Complete surgical resection is the best chance of cure in patients with liver metastases. However, in some patients, this is not feasible because of location of the tumor, multifocality, or insufficient functional liver reserve. In these cases, local ablative techniques may have a role to play. PET may have a role in follow-up of patients who underwent ablation ( Fig. 68-4 ). Donckier and coworkers compared PET and CT in 28 metastatic tumors 1 week, 1 month, and 3 months after radiofrequency ablation. The PET scan performed at 1 week found residual disease in 4 cases that was not identified on any of the CT scans at 1 week, 1 month, and 3 months.

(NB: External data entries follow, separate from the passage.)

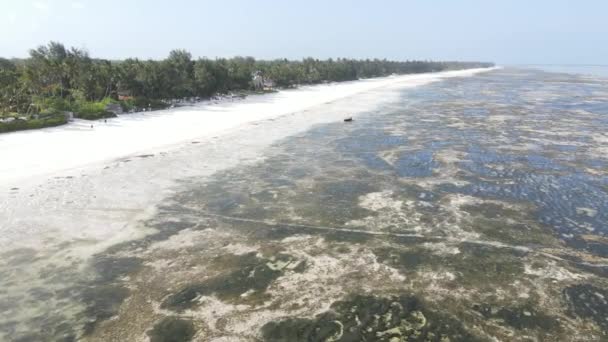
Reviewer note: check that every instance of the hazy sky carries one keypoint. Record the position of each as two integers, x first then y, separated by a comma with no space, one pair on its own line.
503,31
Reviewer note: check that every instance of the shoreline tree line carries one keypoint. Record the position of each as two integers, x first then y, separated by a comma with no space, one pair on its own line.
38,91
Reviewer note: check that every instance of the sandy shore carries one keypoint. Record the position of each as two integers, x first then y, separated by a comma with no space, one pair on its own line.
74,183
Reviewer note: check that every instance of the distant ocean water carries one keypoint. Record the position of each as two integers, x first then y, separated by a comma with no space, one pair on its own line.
590,70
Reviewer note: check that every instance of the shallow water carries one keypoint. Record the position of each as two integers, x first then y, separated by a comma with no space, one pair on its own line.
471,209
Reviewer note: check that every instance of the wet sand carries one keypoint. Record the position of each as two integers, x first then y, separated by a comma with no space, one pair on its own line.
469,209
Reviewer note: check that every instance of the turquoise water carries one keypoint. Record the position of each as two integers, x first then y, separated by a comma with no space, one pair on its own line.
473,209
587,70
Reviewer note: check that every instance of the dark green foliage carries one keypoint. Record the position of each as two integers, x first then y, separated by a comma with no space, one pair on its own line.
55,78
251,274
370,318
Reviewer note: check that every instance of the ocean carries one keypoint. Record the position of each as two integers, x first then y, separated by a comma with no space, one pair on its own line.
474,208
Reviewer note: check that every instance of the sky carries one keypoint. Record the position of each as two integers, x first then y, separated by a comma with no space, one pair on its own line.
502,31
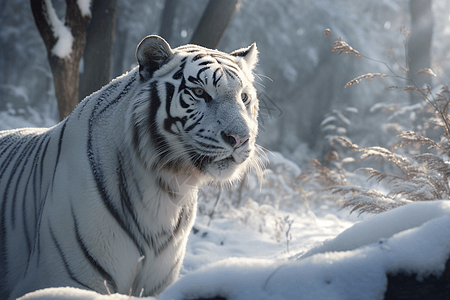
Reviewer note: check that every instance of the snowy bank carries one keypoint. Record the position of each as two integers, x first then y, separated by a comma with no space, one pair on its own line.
394,244
412,239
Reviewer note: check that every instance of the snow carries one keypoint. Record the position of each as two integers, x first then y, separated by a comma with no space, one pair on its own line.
351,266
243,254
85,7
63,46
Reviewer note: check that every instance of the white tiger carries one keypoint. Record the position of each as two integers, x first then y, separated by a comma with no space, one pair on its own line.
116,180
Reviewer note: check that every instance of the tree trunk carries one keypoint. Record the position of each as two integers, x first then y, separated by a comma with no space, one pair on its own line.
215,20
167,19
419,43
65,70
97,58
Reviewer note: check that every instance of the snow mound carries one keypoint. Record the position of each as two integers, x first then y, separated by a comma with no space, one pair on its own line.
408,239
354,265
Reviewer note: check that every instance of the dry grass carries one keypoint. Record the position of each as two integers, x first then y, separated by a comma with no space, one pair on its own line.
420,177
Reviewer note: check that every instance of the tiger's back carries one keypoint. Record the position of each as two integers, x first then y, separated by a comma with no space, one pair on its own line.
117,180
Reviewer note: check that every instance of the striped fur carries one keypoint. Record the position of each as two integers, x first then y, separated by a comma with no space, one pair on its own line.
116,180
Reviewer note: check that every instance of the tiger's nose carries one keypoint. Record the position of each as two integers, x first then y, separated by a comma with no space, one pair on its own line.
234,140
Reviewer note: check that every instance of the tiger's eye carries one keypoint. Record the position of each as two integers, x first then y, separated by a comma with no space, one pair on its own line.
199,92
244,97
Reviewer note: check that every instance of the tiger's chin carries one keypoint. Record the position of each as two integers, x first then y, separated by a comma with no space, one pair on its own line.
227,169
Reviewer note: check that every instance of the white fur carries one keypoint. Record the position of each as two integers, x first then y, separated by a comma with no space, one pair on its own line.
96,150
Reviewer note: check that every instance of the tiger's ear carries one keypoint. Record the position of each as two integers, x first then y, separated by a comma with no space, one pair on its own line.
152,53
249,55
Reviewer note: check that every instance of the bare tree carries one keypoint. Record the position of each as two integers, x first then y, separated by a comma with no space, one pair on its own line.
419,43
214,22
65,45
97,58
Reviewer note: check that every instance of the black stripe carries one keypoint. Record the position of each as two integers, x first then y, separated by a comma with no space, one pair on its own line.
126,202
110,104
41,210
215,78
159,141
28,151
94,262
4,141
4,166
194,124
104,96
66,265
101,186
166,243
179,74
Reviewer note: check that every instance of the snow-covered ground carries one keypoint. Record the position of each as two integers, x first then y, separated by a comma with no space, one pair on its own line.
283,248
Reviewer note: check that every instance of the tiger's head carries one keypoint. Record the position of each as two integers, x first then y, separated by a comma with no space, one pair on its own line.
196,111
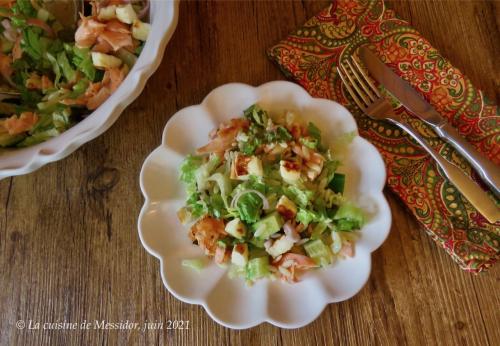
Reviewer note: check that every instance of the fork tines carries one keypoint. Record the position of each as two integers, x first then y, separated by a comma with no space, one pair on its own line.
359,85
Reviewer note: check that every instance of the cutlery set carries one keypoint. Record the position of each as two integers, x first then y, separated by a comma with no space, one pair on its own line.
368,98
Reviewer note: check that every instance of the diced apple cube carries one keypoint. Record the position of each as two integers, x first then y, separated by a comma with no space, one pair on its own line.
255,166
290,171
126,14
239,255
236,228
286,208
280,246
107,13
140,30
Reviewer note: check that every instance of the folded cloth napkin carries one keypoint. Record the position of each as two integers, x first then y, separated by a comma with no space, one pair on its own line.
310,55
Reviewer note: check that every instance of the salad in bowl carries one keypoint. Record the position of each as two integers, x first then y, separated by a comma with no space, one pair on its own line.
265,196
57,79
239,185
66,120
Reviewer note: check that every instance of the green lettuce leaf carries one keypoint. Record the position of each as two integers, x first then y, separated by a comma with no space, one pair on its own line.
300,197
249,207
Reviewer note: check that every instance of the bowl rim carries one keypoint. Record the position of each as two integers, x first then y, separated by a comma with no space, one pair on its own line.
26,160
203,302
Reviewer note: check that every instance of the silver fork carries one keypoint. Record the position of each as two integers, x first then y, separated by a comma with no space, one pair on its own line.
368,98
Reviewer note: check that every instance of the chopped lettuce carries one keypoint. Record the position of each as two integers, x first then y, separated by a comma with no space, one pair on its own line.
349,217
305,218
249,207
203,172
256,115
301,197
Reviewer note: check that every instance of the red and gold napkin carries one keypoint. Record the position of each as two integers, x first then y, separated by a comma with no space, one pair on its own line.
310,55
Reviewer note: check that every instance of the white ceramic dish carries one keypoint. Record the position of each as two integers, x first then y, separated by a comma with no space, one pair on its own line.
163,19
230,302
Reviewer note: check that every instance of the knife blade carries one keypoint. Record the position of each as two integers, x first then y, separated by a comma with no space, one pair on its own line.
414,102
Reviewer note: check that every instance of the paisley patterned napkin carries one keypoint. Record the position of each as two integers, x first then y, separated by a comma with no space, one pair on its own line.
310,56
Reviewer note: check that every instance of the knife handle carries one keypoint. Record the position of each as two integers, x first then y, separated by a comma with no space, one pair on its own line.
489,172
467,187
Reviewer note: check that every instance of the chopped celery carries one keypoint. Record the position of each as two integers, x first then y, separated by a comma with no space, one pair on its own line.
337,242
257,242
267,226
318,230
257,268
67,70
349,217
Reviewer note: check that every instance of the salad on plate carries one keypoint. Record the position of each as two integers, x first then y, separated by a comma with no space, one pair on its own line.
265,198
55,80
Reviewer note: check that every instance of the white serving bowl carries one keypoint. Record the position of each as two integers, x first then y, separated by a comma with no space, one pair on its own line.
230,302
163,18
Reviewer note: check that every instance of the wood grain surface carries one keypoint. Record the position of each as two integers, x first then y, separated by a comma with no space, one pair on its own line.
69,248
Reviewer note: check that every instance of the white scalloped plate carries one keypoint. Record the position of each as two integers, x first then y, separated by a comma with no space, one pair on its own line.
230,302
163,19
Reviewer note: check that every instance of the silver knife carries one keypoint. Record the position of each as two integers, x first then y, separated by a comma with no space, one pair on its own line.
411,100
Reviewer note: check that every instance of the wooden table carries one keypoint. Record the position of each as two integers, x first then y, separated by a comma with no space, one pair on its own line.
69,249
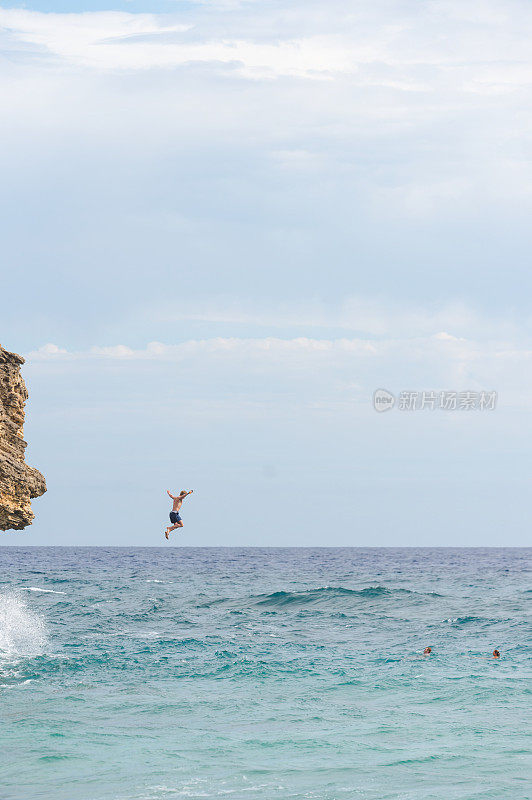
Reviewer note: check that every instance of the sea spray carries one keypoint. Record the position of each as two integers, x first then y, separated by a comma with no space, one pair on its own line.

Radioembolization with 90 Y microspheres has emerged as a palliative treatment for hepatic metastases of various tumors. Szyszko and colleagues performed a study evaluating the role of PET compared with Response Evaluation Criteria in Solid Tumors (RECIST) in early response assessment after 90 Y radioembolization in 21 patients. They found that 86% of patients demonstrated decreased PET activity at 6 weeks, whereas only 13% showed a partial response in the size of tumor on CT scan. A study by Haug and coworkers in 58 patients with breast cancer metastases treated with 90 Y radioembolization found that PET/CT performed 3 months after treatment was the strongest predictor of survival (67 weeks in responders vs 43 weeks in nonresponders). Furthermore, they found that a pretreatment SUV max of more than 20 was associated with a significantly shorter median survival than was SUV max of 20 or less (21 vs 52 weeks). Another study comparing FDG PET/CT with RECIST and tumor density criteria found that PET/CT significantly predicted progression-free survival (the median progression-free survival in patients with a partial response was 12 months compared with 5 months in those with stable disease), whereas RECIST and tumor density criteria did not.
During the last few years, the addition of biologic agents (anti–epidermal growth factor receptor antibodies and anti–vascular endothelial growth factor antibodies) to conventional chemotherapy has increased overall survival in patients with metastatic colorectal cancer; it also has improved response rates and can render unresectable liver metastases resectable. A report by Bertolini and coworkers found that patients with nonoptimally resectable colorectal metastases treated with FOLFOX (folinic acid, fluorouracil, oxaliplatin) and bevacizumab who achieved at least 1 unit reduction in SUV max had longer progression-free survival (median progression-free survival of 22 vs 14 months). Another study found that low follow-up SUV max and complete metabolic response were favorable prognostic factors in patients with metastatic colorectal cancer who underwent liver surgery with curative intent after neoadjuvant chemotherapy with bevacizumab.
Lymphoma
Primary hepatic lymphoma is defined as a lesion or lesions confined to the liver only without the involvement of any other organ or lymph nodes; it is extremely rare, representing less than 1% of all extranodal lymphomas. It usually is manifested as a solitary mass ( Fig. 68-5 ) or as multiple discrete masses. Rarely, the disease is manifested as diffuse involvement of the liver. Case reports have found the lesions to be hypermetabolic on PET/CT.
Pitfalls
Causes of false-negative FDG PET findings include small size of lesion, underestimation of uptake, misregistration of foci, and recent completion of chemotherapy. Underestimation of FDG uptake and misregistration of foci are caused by the physiologic motion of the liver during emission scans. False-positive findings for malignant changes on PET have also been reported. Causes include intrahepatic abscess and benign inflammatory lesions, such as regenerative nodules in a cirrhotic liver.